RESEARCH ABOUT THE INFLUENZA VIRUS

Mutations and Strains

"The influenza virus genome has remarkable plasticity because of a high mutation rate and its segmentation into 8 separate RNA molecules. This segmentation allows frequent genetic exchange by segment reassortment in hosts co-infected with 2 different influenza viruses."

In July 2004, researchers led by H. Deng of the Harbin Veterinary Research Institute, Harbin, China and Professor Robert Webster of the St Jude Children's Research Hospital, Memphis, Tennessee, reported results of experiments in which mice had been exposed to 21 isolates of confirmed H5N1 strains obtained from ducks in China between 1999 and 2002. They found "a clear temporal pattern of progressively increasing pathogenicity" Results reported by Dr. Webster in July 2005 reveal further progression toward pathogenicity in mice and longer virus shedding by ducks.

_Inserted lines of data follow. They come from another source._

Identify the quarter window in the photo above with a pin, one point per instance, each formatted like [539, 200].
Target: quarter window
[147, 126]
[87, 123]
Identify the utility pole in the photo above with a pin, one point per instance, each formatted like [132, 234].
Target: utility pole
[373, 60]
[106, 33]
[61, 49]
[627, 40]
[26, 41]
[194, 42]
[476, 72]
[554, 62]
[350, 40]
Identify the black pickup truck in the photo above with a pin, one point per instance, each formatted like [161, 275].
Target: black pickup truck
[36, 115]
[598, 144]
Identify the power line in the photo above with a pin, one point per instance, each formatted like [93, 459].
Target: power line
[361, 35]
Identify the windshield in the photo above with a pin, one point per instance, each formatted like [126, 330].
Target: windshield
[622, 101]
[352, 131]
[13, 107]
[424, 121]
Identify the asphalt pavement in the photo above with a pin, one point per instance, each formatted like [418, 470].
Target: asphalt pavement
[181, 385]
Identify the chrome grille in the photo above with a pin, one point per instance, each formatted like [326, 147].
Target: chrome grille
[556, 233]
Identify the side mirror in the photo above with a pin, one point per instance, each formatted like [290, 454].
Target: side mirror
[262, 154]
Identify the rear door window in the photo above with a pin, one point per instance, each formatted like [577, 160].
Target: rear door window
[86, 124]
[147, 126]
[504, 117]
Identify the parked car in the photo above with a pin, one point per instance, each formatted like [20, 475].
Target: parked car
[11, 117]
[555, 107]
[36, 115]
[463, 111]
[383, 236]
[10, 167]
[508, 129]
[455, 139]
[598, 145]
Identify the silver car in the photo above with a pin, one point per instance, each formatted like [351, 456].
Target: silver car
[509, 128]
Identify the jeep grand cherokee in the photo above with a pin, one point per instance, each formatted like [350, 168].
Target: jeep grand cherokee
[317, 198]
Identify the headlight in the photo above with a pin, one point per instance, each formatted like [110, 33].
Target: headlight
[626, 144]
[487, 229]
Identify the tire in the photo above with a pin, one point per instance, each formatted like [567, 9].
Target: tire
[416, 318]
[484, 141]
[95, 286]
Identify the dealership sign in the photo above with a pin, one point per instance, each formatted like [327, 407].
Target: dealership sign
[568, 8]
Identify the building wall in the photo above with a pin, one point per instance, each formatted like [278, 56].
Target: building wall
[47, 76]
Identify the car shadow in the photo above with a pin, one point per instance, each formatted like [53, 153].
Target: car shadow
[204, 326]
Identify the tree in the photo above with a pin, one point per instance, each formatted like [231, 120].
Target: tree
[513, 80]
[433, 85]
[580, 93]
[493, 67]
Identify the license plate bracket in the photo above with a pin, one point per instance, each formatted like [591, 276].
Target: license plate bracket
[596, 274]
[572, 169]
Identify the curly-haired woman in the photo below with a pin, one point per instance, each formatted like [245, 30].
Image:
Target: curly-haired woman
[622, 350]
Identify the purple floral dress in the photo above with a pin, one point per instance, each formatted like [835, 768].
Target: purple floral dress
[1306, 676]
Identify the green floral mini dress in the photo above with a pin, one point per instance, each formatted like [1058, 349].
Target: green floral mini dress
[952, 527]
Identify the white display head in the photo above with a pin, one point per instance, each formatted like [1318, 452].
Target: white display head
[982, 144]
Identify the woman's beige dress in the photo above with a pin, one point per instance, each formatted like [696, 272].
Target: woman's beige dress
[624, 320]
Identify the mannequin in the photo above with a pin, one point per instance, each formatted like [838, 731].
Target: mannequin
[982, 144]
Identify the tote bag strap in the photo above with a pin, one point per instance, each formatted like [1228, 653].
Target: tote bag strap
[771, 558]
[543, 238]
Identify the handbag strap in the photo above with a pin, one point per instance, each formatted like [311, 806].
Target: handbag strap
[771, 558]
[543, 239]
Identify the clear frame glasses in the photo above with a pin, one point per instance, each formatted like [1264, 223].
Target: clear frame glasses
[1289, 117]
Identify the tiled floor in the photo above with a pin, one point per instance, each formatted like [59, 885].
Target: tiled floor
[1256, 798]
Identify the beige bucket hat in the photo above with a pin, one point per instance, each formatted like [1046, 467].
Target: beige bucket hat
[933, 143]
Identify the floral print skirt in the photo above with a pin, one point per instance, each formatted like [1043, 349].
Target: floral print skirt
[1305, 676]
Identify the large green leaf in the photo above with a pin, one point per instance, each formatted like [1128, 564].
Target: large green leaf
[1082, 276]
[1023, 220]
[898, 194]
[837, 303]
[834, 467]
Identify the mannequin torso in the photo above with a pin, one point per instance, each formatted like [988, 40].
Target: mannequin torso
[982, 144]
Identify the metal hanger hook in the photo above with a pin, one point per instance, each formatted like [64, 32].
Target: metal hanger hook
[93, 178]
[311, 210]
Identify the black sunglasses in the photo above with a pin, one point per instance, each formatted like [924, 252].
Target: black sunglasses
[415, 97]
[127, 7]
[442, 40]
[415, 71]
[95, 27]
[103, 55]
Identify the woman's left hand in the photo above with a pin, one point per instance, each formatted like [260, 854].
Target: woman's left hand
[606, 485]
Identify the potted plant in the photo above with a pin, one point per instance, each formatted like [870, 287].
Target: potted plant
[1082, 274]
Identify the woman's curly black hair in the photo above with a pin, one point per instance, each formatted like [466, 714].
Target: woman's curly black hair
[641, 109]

In May 2005, the occurrence of avian influenza in pigs ("swine flu") in Indonesia was reported. Along with the continuing pattern of virus circulation in poultry, the occurrence in swine raises the level of concern about the possible evolution of the virus into a strain capable of causing a global human influenza pandemic. Health experts say pigs can carry human influenza viruses, which can combine (i.e. exchange homologous genome sub-units by genetic reassortment.) with the avian virus, swap genes and mutate into a form which can pass easily among humans.

In July 2005, a death in Jakarta was the first confirmed human fatality in Indonesia. The deaths of two children, neither of whom were reported to have had close contact with poultry, further raised concerns of human-to-human transmission.  As of July 2005, most human cases of avian influenza in East Asia have been attributed to consumption of diseased poultry. Person-to-person transmission has not been unequivocally confirmed in the outbreaks in East Asia.

On August 3, 2005, the WHO said it was following closely reports from China that at least 38 people have died and more than 200 others have been made ill by a swine-borne virus in Sichuan Province. Sichuan Province, where infections with Streptococcus suis have been detected in pigs in a concurrent outbreak, has one of the largest pig populations in China. The outbreak in humans has some unusual features and is being closely followed by the WHO. At that time, Chinese authorities say they have found no evidence of human-to-human transmission . On September 29, 2005, David Nabarro, the newly appointed Senior United Nations System Coordinator for Avian and Human Influenza, warned the world that an outbreak of avian influenza could kill 5 to 150 million people. Also, due to a bipartisan effort of the United States Senate, $4 billion dollars was appropriated to develop vaccines and treatments for Avian influenza.

In 2004 and 2005, 118 people are known to have been infected with the H5N1 virus and 61 of them died. The mortality rate of this virus is as high as that of the virus H1N1 that caused the Spanish Flu of 1918, which killed over 20 million people world wide. One of the major differences between H1N1 of 1918 and the current H5N1 is the fact that the latter is not (yet) transmissible between humans. Until recently, that prevented the H5N1 virus from becoming a pandemic. Recent research of Taubenberger et al {Taubenberger JK, Reid AH, Lourens RM, Wang R, Jin G, Fanning TG. Characterization of the 1918 influenza virus polymerase genes. Nature. 2005 Oct 6;437(7060):889-893} showed that the 1918 virus like H5N1 was an avian virus. Furthermore, Tumpey and colleagues {Tumpey TM, Basler CF, Aguilar PV, Zeng H, Solorzano A, Swayne DE, Cox NJ, Katz JM, Taubenberger JK, Palese P, Garcia-Sastre A. Characterization of the reconstructed 1918 Spanish influenza pandemic virus. Science. 2005 Oct 7;310(5745):77-80} who reconstructed the H1N1 virus of 1918 come to the conclusion that it is especially the polymerase genes and the HA and NA genes that caused the extreme virulence of this virus. The sequences of the polymerase proteins (PA, PB1, and PB2) of the 1918 virus and subsequent human viruses differ by only 10 amino acids from the avian influenza viruses. Human forms of seven of the ten amino acids have already been identified in currently circulating H5N1. It is not unlikely that also the other mutations eventually will surface and make the H5N1 virus better suited for human-to-human transmission.

Another important factor is the change of the HA protein to a binding preference for alpha 2,6 sialic acid (the major form in the human respiratory tract). In avian virus the HA protein preferentially binds to alpha 2,3 sialic acid, which is the major form in the avian enteric tract. It has been shown that only a single amino acid change can result in the change of this binding preference. Altogether it seems that only a few mutations are needed to make the H5N1 avian influenza virus a pandemic virus like the one of 1918.

"In Vietnam, scientists at the Ho Chi Minh Pasteur Institute who have been studying the genetic make up of H5N1 samples taken from people and poultry said it had undergone several mutations. 'There has been a mutation allowing the virus to (replicate) effectively in mammal tissue and become highly virulent.